Article Text
Abstract
Introduction Neisseria gonorrhoeae shows increasing resistance to first line empirical treatment, which demonstrates the need for robust methods to evaluate antibiotic treatment regimens. Antibiotic efficacy is traditionally determined in vitro by measuring minimum inhibitory concentrations (MICs). Time-kill curve assays for N. gonorrhoeae have been difficult to standardise. We developed a new time-kill curve assay and used pharmacodynamics functions to analyse the relationship between antibiotic concentration and bacterial net growth rate.

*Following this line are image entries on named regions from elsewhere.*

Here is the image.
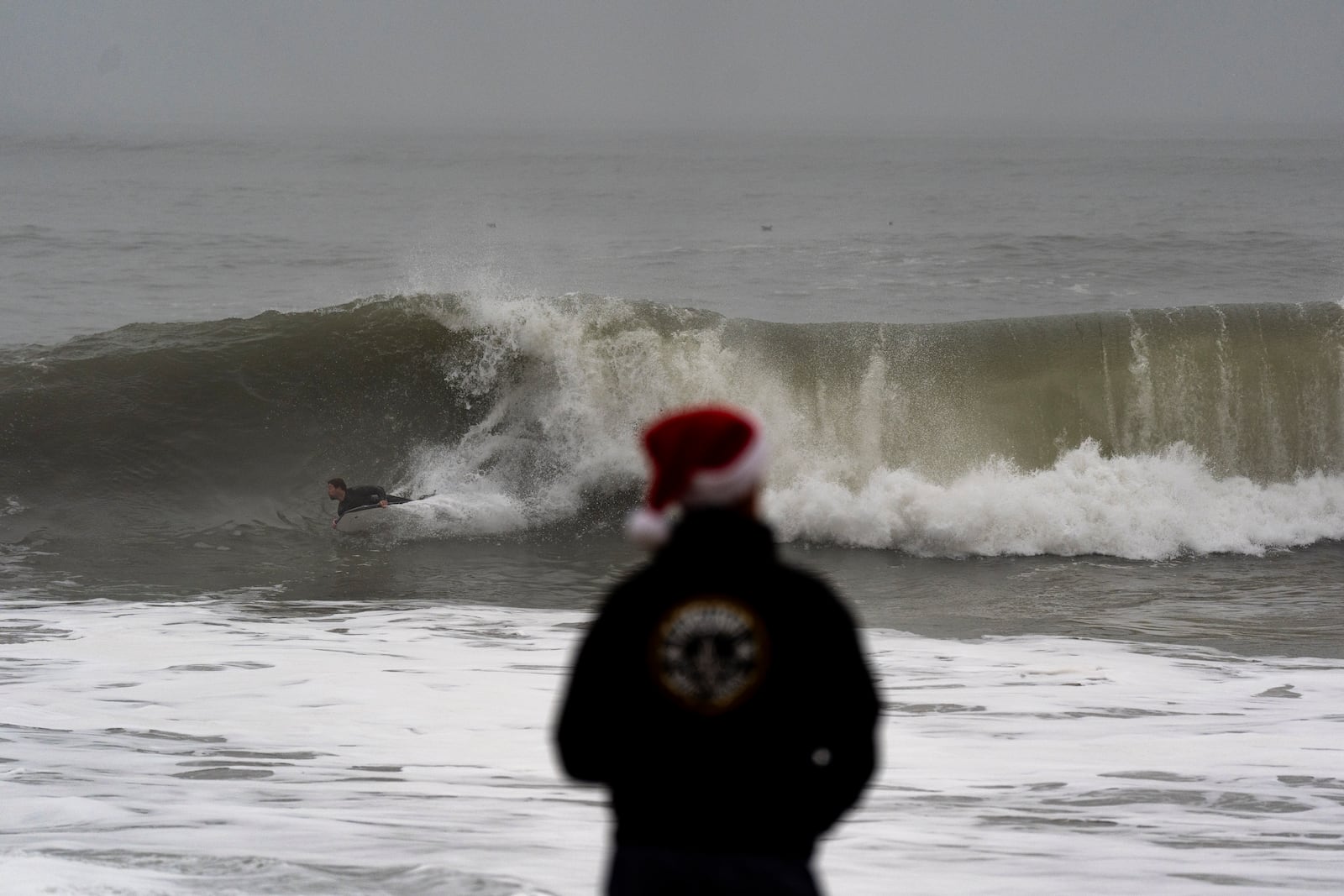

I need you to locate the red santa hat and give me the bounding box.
[627,405,768,547]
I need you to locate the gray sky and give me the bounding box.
[0,0,1344,130]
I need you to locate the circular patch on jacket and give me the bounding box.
[650,595,769,715]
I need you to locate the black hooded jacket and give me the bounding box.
[556,509,878,858]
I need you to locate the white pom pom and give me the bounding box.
[625,506,672,551]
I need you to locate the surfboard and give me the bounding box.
[332,501,415,532]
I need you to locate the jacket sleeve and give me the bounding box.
[555,601,617,782]
[817,588,880,829]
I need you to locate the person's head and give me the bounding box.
[629,405,768,547]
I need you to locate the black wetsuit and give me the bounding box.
[336,485,410,516]
[555,509,878,893]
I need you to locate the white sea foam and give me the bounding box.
[0,594,1344,896]
[764,442,1344,558]
[390,287,1344,558]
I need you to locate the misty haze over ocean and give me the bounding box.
[0,0,1344,894]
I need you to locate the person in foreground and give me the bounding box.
[327,478,410,520]
[555,406,879,896]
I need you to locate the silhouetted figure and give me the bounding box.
[556,407,878,896]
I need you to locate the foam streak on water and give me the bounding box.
[0,594,1344,896]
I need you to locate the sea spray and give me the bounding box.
[0,298,1344,558]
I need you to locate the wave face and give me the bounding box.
[0,294,1344,558]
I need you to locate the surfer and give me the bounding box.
[555,407,878,896]
[327,477,410,518]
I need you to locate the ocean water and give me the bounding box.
[0,123,1344,894]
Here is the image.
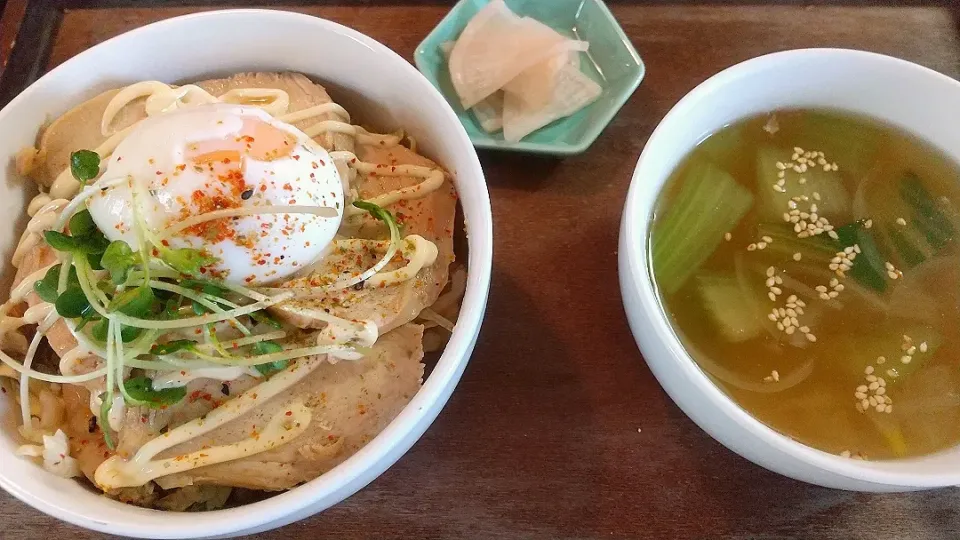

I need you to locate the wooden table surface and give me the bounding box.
[0,0,960,540]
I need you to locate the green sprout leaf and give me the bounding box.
[100,240,140,285]
[150,339,197,356]
[54,286,93,319]
[122,377,187,409]
[160,248,219,276]
[107,286,157,318]
[77,309,100,332]
[180,279,228,298]
[70,210,99,237]
[353,201,400,234]
[253,341,289,376]
[43,231,109,255]
[70,150,100,184]
[89,319,137,343]
[250,311,283,330]
[163,295,183,320]
[43,231,77,252]
[33,264,60,304]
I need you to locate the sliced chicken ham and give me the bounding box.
[272,141,456,332]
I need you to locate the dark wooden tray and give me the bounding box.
[0,0,960,540]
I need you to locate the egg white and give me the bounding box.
[88,104,344,285]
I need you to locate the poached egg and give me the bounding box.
[88,104,344,286]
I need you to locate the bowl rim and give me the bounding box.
[413,0,647,156]
[0,9,493,538]
[620,48,960,489]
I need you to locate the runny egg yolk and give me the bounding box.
[89,104,343,285]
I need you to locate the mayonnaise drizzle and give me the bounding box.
[94,356,325,490]
[153,366,262,390]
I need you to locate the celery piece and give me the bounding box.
[757,223,837,267]
[697,275,763,343]
[836,220,887,292]
[794,113,883,178]
[900,172,956,251]
[650,160,753,294]
[880,326,943,385]
[757,146,850,222]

Methods We used a defined medium (Graver-Wade medium) and grew bacteria in 96-well microtiter plates. To measure colony forming units over a time course of six hours, we used a previously described drop plate method and spotted 10 µl droplets on chocolate agar with a multichannel pipette. The assay was validated using 16 reference strains, representing diffent clades of the N. gonorrhoeae phylogenetic tree. We then studied a highly sensitive strain isolated in 1954 in Denmark in detail. Penicillin G, spectinomycin, gentamicin, tetracyline, chloramphenicol, ciprofloxacin, azithromycin, cefixime and ceftriaxone were examined in concentrations from 0.016× to 16×MIC. A pharmacodynamic function was fitted to the net bacterial growth rates at each concentration, resulting in four parameters that describe the pharmacodynamic properties of each antibiotic.
Results Our time-kill curve assay was reproducible for all the N. gonorrhoeae strains tested. Ciprofloxacin and spectinomycin induced the strongest bactericidal effect during the first six hours. Tetracycline and chloramphenicol were the only antibiotics that showed a purely bacteriostatic effect. Differences in the shape of the pharmacodynamic functions illustrate the time and concentration dependent properties of the antibiotics.
Conclusion We developed a standardised, robust and quality-assured time-kill curve assay for N. gonorrhoeae. Pharmacodynamic functions allowed classification of nine antibiotics according to their antimicrobial properties. These methods can be used to investigate new antibiotic regimens and help to improve dosing strategies.
Disclosure of interest statement This work was supported by SystemsX, Switzerland, Örebro County Council Research Committee and the Foundation for Medical Research at Örebro University Hospital, Sweden.